What is wrong with following piece of code?

94 Views Asked by At

I have the following piece of code copied from book programming collective intelligence page 118, chapter "Document Filtering". This function breaks up the text into words by dividing the text on any character that isn't a letter. This leaves only actual words,all converted to lower-case.

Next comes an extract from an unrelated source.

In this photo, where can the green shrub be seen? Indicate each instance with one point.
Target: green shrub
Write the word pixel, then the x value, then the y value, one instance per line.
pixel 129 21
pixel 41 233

import re                                          
import math
def getwords(doc):
    splitter=re.compile('\\W*')
    words=[s.lower() for s in splitter.split(doc) 
           if len(s)>2 and len(s)<20]
    return dict([(w,1) for w in words])

I implemented the function and got the following error:

>>> import docclas
>>> t=docclass.getwords(s)
Traceback (most recent call last):
  File "<pyshell#15>", line 1, in <module>
    t=docclass.getwords(s)
  File "docclass.py", line 6, in getwords
    words=[s.lower() for s in splitter.split(doc)
NameError: global name 'splitter' is not defined
1

There are 1 best solutions below

0
On BEST ANSWER

It works here

>>> import re
>>> 
>>> def getwords(doc):
...     splitter=re.compile('\\W*')
...     words=[s.lower() for s in splitter.split(doc) 
...            if len(s)>2 and len(s)<20]
...     return dict([(w,1) for w in words])
... 
>>> getwords ("He's fallen in the water!");
{'water': 1, 'the': 1, 'fallen': 1}

I'm gueesing you made a typo in your code, but got it right when you pasted it here.